Tell this to the crypto people.

Crypto: (Knowing they cannot comply with SEC regulations) "We are unclear whether SEC regulations apply to us."

SEC: "The regulations apply."

Crypto: "Unfair. We were not given advance notice."

SEC: "This constitutes notice."

Crypto: "SEC regulations do not apply to crypto." (Apparently they did know whether regulations applied to them.)

It's like the crypto people are 11 years old.


That does seem like the obvious argument, but...

Technically, storing chat history from 24 hours isn't really any different than storing it for 30 days. Or 30 years. Either it's on disk somewhere or it isn't, and if it is, then you can just...not delete it. The option to not delete it may not be exposed in the 24 hour option, while it is in the 30 day option, but courts tend to be skeptical of arguments of the form "we have carefully engineered this machine not to have a button to make it follow the law, thus we are blameless".

And of course, even if it really is difficult (obviously it's not impossible given Google's resources and that this is a Google created tool!) to stop deleting the 24 hour chats, Google had other options. For example, they could make a good faith effort to ensure that critical chats took place in channels or group chats where the history setting was enabled. But instead it seems they made an effort to move chats away from there.

> where would cause irreparable damage to the common offering both internally and externally.

I think you'll find that "being able to comply with the law" is generally seen as a positive. It's actually a feature that Google touts quite highly in the contrext of Google Workspace. :)

Also note that this is something that was totally supported by their chat platform when history was enabled, and if you read the PDF, a constant theme is people upset because they were being forced to avoid newer features (like threads) because you couldn't make it delete chats that should be preserved if you were using threads. So rather than the legal system asking Google to damage their offering by adding a feature to it, we see Google asking staff to use a less capable offering because it was lacking the feature.

It is certainly possible that a court may find that what Google did here is okay; that they didn't have an obligation to either not delete relevant conversations that took place in the channels with extended history disabled or hold those conversations in channels with extended history enabled.

But...I wouldn't bet on it. And note that this also came up with the Musk/Twitter saga:

> In McCormick’s letter today, she says she believes Musk did use Signal. “I am forced to conclude that it is likely Defendant’s custodians permitted the automatic deletion of responsive Signal communications between them and possibly others, and that those communications are irretrievably lost,” she writes. Twitter has requested sanctions against Musk, but McCormick hasn’t decided on whether she’ll sanction him yet.

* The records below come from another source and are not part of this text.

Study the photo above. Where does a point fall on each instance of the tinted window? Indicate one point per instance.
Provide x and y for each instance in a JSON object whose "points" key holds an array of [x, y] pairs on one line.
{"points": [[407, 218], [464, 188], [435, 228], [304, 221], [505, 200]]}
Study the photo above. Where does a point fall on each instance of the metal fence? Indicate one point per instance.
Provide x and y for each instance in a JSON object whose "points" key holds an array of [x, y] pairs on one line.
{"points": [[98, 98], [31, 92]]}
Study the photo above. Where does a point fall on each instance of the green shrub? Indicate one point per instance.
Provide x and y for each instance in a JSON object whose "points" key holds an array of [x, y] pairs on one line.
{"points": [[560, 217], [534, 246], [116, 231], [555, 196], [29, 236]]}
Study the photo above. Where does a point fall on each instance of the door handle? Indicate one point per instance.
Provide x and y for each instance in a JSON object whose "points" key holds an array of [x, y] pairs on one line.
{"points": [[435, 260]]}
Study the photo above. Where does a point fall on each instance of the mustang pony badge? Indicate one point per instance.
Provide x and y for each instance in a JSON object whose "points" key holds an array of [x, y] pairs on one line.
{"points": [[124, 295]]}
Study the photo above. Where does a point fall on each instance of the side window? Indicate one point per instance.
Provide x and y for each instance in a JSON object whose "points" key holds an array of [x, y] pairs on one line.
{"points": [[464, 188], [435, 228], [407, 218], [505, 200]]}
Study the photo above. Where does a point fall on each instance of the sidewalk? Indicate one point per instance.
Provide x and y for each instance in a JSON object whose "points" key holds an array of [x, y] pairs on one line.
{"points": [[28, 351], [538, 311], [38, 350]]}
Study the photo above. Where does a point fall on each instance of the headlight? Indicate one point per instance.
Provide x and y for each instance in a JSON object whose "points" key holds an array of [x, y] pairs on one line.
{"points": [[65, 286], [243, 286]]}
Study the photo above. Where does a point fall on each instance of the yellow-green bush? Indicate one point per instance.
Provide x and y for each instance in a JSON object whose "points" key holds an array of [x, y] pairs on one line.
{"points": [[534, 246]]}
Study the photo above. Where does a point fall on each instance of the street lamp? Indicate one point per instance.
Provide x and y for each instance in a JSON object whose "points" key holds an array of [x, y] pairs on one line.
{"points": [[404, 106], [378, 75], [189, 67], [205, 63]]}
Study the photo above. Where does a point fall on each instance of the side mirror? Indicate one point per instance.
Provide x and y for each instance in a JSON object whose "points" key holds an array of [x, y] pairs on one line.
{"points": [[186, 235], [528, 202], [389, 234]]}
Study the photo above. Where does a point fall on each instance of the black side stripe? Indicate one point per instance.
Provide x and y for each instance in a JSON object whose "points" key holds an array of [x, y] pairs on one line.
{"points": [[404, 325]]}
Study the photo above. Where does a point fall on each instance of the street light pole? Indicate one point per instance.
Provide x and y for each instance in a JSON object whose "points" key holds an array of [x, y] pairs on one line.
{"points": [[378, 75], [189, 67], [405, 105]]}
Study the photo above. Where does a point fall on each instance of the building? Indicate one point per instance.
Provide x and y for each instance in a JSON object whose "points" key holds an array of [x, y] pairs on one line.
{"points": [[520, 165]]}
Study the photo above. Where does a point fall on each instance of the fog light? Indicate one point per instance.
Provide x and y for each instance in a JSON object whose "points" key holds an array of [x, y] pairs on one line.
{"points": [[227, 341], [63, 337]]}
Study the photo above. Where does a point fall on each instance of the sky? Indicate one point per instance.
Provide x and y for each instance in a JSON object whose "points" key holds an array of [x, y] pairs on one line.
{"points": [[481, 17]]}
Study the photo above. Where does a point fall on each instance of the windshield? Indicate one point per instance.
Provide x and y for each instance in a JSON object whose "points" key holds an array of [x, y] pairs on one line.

(Source: https://www.theverge.com/2022/10/5/23389568/musk-twitter-sig...)

Musk responded by folding and aggreeing to purchase Twitter after all. And although there were a number of factors there (his case was horrible) a decent chunk was his usage of automatically deleting Signal chats for communications he had an obligation to retain. And whether or not this was okay wasn't ever really an open question; the questions were whether it happened, and if so, what sort of penalties Musk would have to suffer.

> It would be a large precedent.

Not so much.


But it’s been years?


“OTR” has been around for way longer. Not sure internally.